歩みを止めて振り返った妹は彼よりも少し、背が高かい。
肩口で揺れる髪は光を透して明るい色に見える。
昌浩は鼻がぶつかるほど近くに寄って、冷静な色を絶やさない瞳を見つめた。

同じ日に生まれたはずなのに、妹の方が大きい。
同じ日に生まれたはずなのに、妹の方が覚えが早い。
同じ日に生まれたはずなのに、妹の方がずっと。

「・・・・・おいてかないで」

妹は僅かに瞠目し、目元を和ませた。
すっと、伸ばされた手が昌浩の手を握って引く。
今度は横に並んで再び歩き出す。

「置いてかないよ」
「・・・・・・うん」
「心配しなくていい」
「・・・・・・うん」

大人びた、という言葉では表しきれない妹が、時々ずっと遠くを歩いている気がして昌浩は怖くなる。
しかも、昌浩が行きたいのと全く違う道を。

昌浩も妹も色々なモノが見えている。
特に気にならないモノ、気になるモノ。
それでも、時折見てるモノが妹と違う気がして昌浩は不安になる。

スタスタと、何を見るでもなくただ歩いていく妹の腕を昌浩が引き止めた。

突然のことによろめいた妹と支えきれなかった昌浩は、二人して地面に倒れ込んだ。
青く澄んだ空を見上げながら、妹が特に怒るでもなく問いかけた。

「今度はどうした?」

昌浩は指を絡めて妹の手をぎゅっと握り、何拍も開いた後にぽつりと言った。

「あんまりいそがないで」

妹はごろりと転がって昌浩を見やると、相好を崩して頷いた。

「大丈夫。

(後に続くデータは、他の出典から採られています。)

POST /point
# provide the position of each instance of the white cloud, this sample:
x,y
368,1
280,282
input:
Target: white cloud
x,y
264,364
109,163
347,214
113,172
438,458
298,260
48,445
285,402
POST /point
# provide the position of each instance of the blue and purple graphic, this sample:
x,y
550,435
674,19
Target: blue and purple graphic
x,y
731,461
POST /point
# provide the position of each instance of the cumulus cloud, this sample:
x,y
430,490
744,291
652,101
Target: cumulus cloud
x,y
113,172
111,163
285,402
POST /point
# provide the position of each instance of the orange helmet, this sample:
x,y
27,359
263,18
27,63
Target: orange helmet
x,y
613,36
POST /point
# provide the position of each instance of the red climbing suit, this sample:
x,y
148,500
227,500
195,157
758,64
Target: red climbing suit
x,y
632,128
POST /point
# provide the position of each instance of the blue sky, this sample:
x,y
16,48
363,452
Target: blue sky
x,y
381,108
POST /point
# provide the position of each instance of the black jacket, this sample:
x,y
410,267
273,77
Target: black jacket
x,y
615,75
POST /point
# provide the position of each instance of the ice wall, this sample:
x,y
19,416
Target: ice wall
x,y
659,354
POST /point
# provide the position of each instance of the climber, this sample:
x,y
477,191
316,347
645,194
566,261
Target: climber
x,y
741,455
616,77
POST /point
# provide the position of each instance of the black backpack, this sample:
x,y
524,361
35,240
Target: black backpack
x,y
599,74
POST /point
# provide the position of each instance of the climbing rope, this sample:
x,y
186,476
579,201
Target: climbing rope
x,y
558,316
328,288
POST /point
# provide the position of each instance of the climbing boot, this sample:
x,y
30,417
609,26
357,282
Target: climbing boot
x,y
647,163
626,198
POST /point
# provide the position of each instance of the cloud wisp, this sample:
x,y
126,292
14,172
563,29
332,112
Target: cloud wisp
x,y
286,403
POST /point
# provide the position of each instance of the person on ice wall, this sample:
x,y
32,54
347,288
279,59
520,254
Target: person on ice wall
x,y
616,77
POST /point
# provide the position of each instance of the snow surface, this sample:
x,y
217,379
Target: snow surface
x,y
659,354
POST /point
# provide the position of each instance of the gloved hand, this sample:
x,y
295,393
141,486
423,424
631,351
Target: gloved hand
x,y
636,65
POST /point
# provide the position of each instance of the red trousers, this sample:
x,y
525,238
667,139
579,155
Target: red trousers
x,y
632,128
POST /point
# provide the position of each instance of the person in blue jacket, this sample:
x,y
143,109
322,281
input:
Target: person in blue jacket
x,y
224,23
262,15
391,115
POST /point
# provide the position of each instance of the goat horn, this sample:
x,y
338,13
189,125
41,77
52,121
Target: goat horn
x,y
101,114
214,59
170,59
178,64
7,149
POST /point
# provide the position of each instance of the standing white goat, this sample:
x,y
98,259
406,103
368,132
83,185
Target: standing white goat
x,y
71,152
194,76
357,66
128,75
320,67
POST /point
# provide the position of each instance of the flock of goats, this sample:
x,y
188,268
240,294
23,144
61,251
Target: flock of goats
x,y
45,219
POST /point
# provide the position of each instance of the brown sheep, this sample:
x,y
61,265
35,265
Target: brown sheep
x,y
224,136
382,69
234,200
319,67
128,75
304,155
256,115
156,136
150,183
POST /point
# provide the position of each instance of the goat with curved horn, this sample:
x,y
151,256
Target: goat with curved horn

一緒にいるよ」

土を払って立ち上がると、三度二人は歩き出す。
自然と横ならびでなく、昌浩が手を引かれる形になる。

黒髪の揺れる背が自分の横ではなく前にあったのは最初から。


「………まってて」
「ん?」


振り返った妹に昌浩は首を振り、心の中で続きを告げる。


まってて、ふゆか。

すぐおいつくからね。

そしたらこんどは、おれが手をひいてあげるからね。

だから、ずっといっしょだよ。

ひとりでなんていかないで。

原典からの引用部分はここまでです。